There's no question that direct VRAM access is very slow if the
operation needs to read a large number of the pixels. However that isn't
always the case, e.g. consider a 0-width line spanning a diagonal of a
large pixmap.

> > If that turns out to be wrong, or at least the worst case
> > behaviour is better, we should be able to make these paths work for all
> > pixmaps.
> 
> Sounds good, but doable as an additional improvement, I assume.

Sure.

> > Have you made any measurements with e.g. gtkperf or x11perf to
> > see if there are any bad regressions?
> 
> No.  What I measured was RepeatPad operator-over RGB24-source with
> transform.  The cost of direct VRAM read was at least 50 times
> the cost of the GPU blit.
> 
> Naturally, I've also been using my system with these patches for
> some time now.

That's fine, still it would be good to make some additional measurements
to make sure there aren't any bad regressions.

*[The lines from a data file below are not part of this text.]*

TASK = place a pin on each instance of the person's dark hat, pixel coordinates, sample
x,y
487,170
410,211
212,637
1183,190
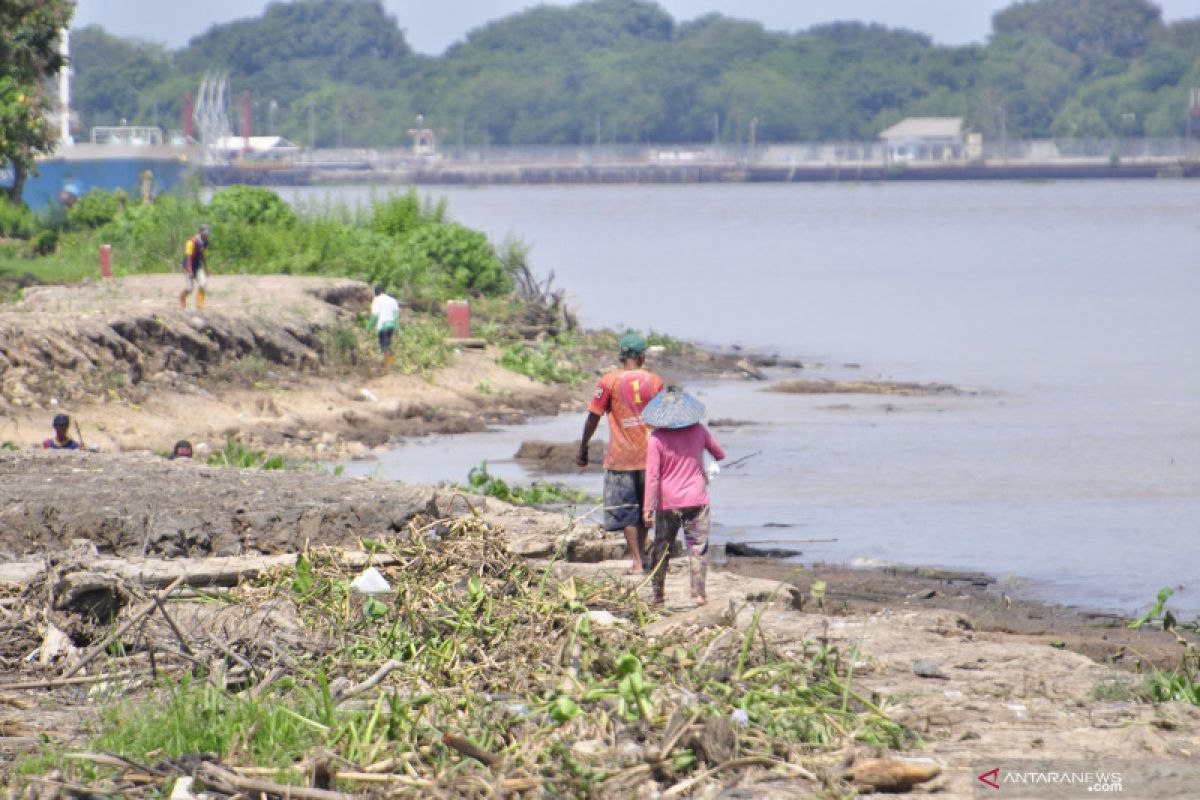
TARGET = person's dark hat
x,y
631,346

> One possible (smaller) regression is when EXA first creates
> a system copy during a write-only operation, it does an unnecessary
> DFS:
> http://lists.x.org/archives/xorg-devel/2010-August/012298.html
> 
> Patch here:
> http://lists.x.org/archives/xorg-devel/2010-August/012299.html

I saw that but haven't got around to reviewing it yet.

> Please do remember that most often improving the slowest paths is
> the most important.  It is the slow paths that get noticed.  In
> this case, it would take many gains in many operations to recover
> the 2 seconds lost trying to read from VRAM.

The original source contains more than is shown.